Wednesday, June 22, 2016

Ill-Timed Harvest (Bowls of Cherries)

The cherry trees are loaded. The cherry harvest is nearly over, in fact - the cherries are early this year, as is all the fruit. We have been picking cherries off the low-hanging branches of our three cherry trees for a week or so. Today, though, it suddenly occurred to my husband that if we didn't pick the cherries - NOW! TODAY! - they would fall on the ground and be wasted while we are in Oaxaca. 

Waste is a cardinal sin in his moral universe, so he marshaled the troops and drove the Case loader into the orchard. He lifted the girls in the loader up to the higher branches and told them to get picking. Within an hour, they had brought some twenty pounds of cherries into the house. These are Rainiers, beautiful yellow cherries with a pink blush. Rainier are the most highly prized local cherry, commanding a premium at the grocery store. Myself, I actually prefer the black cherries like Bings. I think they have a deeper, more intense flavor. 

No matter how much we enjoy them, however, it's unlikely we will be able to eat twenty pounds of fresh cherries by tomorrow night. I haven't got the time to try and process them. I don't even know how to process fresh cherries, other than by pitting them and submerging them in a jar of 100 proof vodka. So I think we will simply eat as many as we can and send the rest to the compost pile. 

When we planned this trip, I knew we would be missing strawberry season and raspberry season, but I assumed we would be home before the blueberry harvest and certainly before the would blackberries were ripe. Now I don't know - the blueberry U-pick farms are open already and the blackberries are already in the hard green stage. We may miss berry season entirely. 

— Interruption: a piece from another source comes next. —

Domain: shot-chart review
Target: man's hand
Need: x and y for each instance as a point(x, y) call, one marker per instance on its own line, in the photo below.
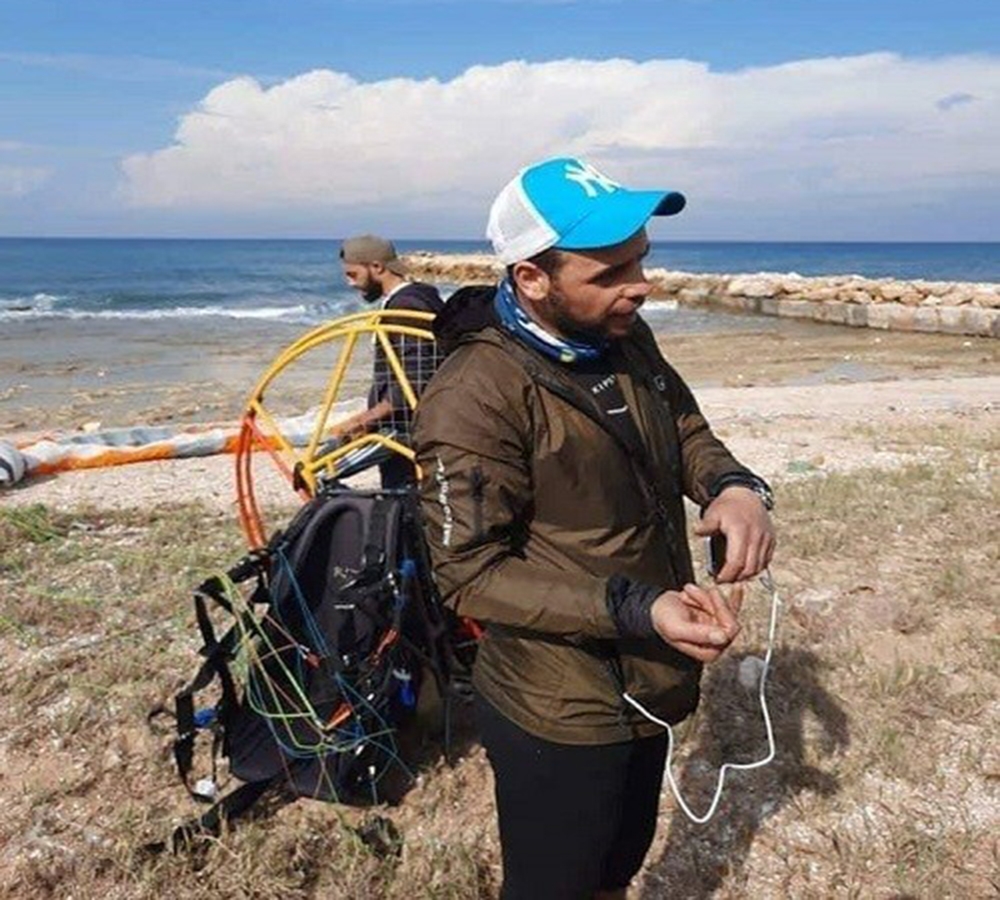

All the more reason to gorge ourselves on cherries right now. 


Laura said...

No! Make jam! I make Cherry/Basil jam with Raniers - make jam according to your recipe, then before you pour the hot jam into the jars, tear up 3-4 large basil leaves (or equivalent amount of small ones), into the bottom of the jar. Add Jam. Process in waterbath according to your altitude. It's awesome. You can also pit them and freeze them, and make jam later.